Firstly, Horus, the day I think going to see a movie about a rampaging horde of apes in the wilds of the suburbs isn't a good idea is the day I quit bothering with any kind of movie.

Secondly: Denial isn't just a river in Egypt. I was mentally trying to prove to myself that "Phantom Menace" was awesome. Truthfully, I still really like most of the design elements, but, yeah, obviously, its terrible.

Thirdly: Even Heston knew that the idea of "Beneath" and a sequel to "Planet" was not a particularly useful idea. And, in fact, I consider it the weakest of the entire series.
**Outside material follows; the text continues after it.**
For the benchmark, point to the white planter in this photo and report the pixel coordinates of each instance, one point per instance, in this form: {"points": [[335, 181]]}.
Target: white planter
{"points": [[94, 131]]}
But I do think that the movie "Escape" is more or less "Planet" for dummies (provided you've grown sympathy for Cornelius and Zira in the first two films), and "Conquest" is an interesting mix of cautionary tale of man failing to dominate nature while also clearly having some feeling about man's own arrogance and inhumanity (to other men?) being his downfall.

I hesitate to judge movies these days based on a first trailer, and I'd hate to say "this is what 'Rise of' will be about" in the tradition of the cautionary tales of the POTA series, but I suspect "stop genetically engineering apples"/ Hey, don't mess with mother-nature will be coded in there somewhere.

I'd want to hear more exactly what you think the movie was trying to say in regards to undermining our faith in definitions of humanity, but I think you're correct in terms of the 1968 film and the original novel (the scene of the academic conference in the original book is particularly interesting). But I always found the depiction of science tangled with faith via Dr. Zaius to be the strongest point of the film.

Most interesting was what it had to say about Cheston not really caring if his ladyfriend was going to be able to carry on a decent conversation as long as she looked like an extra from a Raquel Welch cavegirl movie.